Goudreau, a former Green Beret, enlisted Denman and another Special Operations veteran, Airan Berry, to train and “supervise” the incursion force of Venezuelan military defectors living in Colombia. Goudreau has told The Washington Post that he was acting on the basis of a contract signed by Venezuelan opposition leader Juan Guaidó, recognized by the United States and more than 50 other nations as the country’s legitimate president, and other deputized opposition figures in Miami. He has said that the Trump administration was aware of his activities.

The leader of the Miami opposition team has acknowledged preliminary discussions with Goudreau but said all dealings with him were ended in the fall. Opposition representatives said they were astounded when Goudreau appeared in an online video Sunday, accompanied by a defected Venezuelan general, to announce that an operation to capture Maduro had been launched.

According to Denman, in the Maduro-presented video, he was involved in training a force of about 50 to 60 in Riohacha, a northeastern Colombian town near the Venezuelan border.

He said uniforms and weapons were supplied by Goudreau. “The only instructions that I received from Jordan was that to ensure we took control of the airport for safe passage for Maduro and receiving airplanes.” He said the plan was for Maduro to be captured and flown to the United States.

Denman and Berry were part of a group of eight arrested by Venezuelan security forces Monday morning, as they approached the rocky coastline in a small boat, not far from Venezuela’s international airport.
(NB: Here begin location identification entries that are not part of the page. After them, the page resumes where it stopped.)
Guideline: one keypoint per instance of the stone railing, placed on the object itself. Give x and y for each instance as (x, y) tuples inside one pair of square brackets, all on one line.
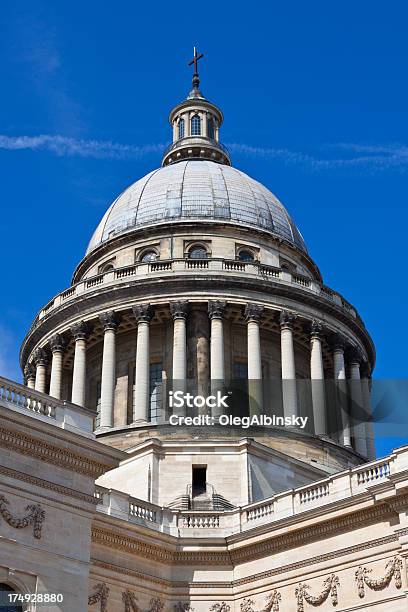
[(168, 267), (339, 487), (58, 412)]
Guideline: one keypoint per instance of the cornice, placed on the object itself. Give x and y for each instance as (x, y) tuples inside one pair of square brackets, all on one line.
[(91, 303), (49, 486), (51, 453), (236, 553)]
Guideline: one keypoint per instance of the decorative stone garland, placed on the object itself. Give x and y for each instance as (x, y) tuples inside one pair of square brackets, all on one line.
[(129, 599), (35, 517), (101, 595), (392, 569), (220, 607), (329, 588), (273, 602)]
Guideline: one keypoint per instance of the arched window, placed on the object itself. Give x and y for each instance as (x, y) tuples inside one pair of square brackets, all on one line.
[(181, 128), (148, 256), (245, 255), (210, 128), (197, 252), (195, 125), (6, 605)]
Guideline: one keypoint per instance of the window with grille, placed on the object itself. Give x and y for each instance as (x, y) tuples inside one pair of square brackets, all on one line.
[(181, 128), (195, 125)]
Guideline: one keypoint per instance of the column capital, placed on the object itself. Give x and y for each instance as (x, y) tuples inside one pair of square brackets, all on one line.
[(80, 330), (316, 329), (253, 312), (339, 343), (286, 319), (354, 355), (216, 309), (143, 312), (40, 357), (29, 371), (57, 343), (109, 320), (179, 309)]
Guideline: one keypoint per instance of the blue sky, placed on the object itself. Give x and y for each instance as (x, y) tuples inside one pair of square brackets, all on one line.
[(315, 98)]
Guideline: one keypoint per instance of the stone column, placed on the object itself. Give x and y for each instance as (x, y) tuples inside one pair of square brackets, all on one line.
[(317, 379), (289, 391), (109, 321), (179, 311), (143, 314), (366, 390), (29, 375), (80, 332), (357, 406), (41, 361), (216, 310), (253, 314), (57, 347), (339, 367)]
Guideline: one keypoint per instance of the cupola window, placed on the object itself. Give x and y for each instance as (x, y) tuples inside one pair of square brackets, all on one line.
[(148, 256), (245, 255), (197, 252), (181, 128), (195, 125), (210, 128)]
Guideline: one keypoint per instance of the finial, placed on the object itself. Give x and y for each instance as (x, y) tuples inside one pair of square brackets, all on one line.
[(196, 57)]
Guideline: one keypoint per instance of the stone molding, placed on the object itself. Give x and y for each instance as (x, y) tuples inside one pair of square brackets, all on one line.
[(392, 570), (286, 320), (143, 313), (100, 595), (330, 586), (80, 330), (253, 312), (57, 343), (216, 309), (179, 309), (35, 516), (27, 445), (109, 320)]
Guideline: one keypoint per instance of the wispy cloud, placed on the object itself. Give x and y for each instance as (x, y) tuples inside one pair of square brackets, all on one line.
[(338, 155), (330, 157), (65, 146)]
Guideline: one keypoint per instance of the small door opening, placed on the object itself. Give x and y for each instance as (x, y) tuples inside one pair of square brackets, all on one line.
[(199, 480)]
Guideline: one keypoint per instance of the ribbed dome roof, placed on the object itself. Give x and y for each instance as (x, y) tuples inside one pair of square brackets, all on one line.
[(196, 190)]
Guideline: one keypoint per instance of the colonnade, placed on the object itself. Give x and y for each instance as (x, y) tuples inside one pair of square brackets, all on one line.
[(143, 313)]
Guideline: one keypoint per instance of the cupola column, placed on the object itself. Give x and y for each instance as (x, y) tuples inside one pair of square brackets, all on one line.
[(179, 311), (109, 321), (216, 311), (289, 391), (40, 360), (253, 314), (80, 332), (339, 368), (143, 314), (317, 379), (358, 414), (29, 375), (57, 347)]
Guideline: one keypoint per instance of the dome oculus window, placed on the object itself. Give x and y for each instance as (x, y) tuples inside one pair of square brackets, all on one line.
[(181, 128), (246, 255), (195, 125), (148, 256), (197, 252)]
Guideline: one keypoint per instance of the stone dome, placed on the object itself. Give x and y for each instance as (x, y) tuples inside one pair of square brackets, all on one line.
[(201, 190)]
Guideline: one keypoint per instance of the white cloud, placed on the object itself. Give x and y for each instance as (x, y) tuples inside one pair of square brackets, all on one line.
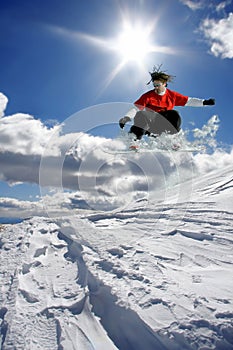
[(192, 4), (80, 173), (220, 35), (3, 103)]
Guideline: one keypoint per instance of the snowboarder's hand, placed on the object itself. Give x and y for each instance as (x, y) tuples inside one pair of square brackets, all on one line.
[(123, 121), (209, 102)]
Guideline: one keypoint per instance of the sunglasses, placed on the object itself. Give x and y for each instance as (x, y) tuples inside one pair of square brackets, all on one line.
[(158, 84)]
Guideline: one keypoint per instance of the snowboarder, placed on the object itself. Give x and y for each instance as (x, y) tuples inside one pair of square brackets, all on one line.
[(153, 111)]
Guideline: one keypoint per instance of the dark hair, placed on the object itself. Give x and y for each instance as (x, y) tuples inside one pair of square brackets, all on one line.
[(157, 74)]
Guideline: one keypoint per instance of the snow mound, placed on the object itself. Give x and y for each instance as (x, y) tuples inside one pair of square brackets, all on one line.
[(149, 277)]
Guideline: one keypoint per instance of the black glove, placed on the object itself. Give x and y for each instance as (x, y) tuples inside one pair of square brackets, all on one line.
[(209, 102), (123, 121)]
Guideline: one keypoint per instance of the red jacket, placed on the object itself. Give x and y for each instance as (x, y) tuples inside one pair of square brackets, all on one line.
[(159, 103)]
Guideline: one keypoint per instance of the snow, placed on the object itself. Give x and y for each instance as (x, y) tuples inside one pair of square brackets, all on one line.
[(152, 275)]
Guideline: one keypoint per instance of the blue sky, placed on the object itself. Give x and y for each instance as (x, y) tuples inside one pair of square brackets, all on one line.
[(58, 58)]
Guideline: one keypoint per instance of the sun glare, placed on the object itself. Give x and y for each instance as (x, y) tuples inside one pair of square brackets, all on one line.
[(133, 43)]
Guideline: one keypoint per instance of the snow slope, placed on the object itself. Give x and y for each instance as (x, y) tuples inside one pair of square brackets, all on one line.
[(153, 276)]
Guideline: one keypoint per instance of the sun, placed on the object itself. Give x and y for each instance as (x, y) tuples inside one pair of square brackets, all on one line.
[(133, 43)]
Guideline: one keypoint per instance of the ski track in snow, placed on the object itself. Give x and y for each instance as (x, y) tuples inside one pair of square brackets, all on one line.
[(150, 277)]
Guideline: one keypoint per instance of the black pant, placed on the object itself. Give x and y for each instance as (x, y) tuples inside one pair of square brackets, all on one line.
[(147, 122)]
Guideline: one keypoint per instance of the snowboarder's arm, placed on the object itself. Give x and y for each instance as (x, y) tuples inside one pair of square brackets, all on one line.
[(198, 102), (128, 116)]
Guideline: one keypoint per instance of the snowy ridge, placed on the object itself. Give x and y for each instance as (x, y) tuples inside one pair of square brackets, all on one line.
[(151, 276)]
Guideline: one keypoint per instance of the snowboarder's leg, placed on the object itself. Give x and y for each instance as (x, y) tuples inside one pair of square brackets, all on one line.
[(141, 124), (174, 121)]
Others said to be separately interdicted were said to be arrested or killed.

Maduro later brandished what he said were Denman’s and Berry’s passports and identification badges from Goudreau’s company, Silvercorp, that he said had been found on them.
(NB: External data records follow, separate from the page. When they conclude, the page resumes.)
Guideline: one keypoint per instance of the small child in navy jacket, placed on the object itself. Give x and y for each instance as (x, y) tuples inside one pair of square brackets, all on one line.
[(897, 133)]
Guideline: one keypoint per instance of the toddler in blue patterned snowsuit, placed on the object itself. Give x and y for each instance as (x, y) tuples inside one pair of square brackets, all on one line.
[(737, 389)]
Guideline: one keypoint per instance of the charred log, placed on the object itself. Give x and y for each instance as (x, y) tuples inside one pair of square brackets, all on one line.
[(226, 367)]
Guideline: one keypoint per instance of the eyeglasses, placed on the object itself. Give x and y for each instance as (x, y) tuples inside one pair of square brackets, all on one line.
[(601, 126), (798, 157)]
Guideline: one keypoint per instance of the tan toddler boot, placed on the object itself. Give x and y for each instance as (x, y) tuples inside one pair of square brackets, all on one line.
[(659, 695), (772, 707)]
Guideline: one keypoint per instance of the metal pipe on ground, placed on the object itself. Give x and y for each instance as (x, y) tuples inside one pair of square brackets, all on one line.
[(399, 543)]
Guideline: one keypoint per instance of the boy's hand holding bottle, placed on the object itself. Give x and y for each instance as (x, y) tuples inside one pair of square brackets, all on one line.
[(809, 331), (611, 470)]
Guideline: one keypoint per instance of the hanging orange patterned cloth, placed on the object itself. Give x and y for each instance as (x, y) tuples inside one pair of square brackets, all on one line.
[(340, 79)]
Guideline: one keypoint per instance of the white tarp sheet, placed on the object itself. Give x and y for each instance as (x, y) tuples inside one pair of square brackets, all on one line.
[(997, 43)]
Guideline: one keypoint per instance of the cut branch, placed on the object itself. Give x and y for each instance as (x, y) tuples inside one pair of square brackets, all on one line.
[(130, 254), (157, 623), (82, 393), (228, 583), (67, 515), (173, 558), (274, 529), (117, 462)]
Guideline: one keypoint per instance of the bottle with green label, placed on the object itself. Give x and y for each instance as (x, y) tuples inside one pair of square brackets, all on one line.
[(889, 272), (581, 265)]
Maduro said Wednesday that both Americans had “confessed, and we will ensure that justice is done and the truth surfaces.”

Asked what the Trump administration was doing to free the two men, Pompeo said that “if in fact, these are Americans that are there . . . we’ll use every tool that we have available to try to get them back.”

In addition to declaring that Maduro is not the legitimate president of Venezuela, the United States indicted him on narcotrafficking and corruption charges earlier this year and offered a $15 million reward for his capture and conviction.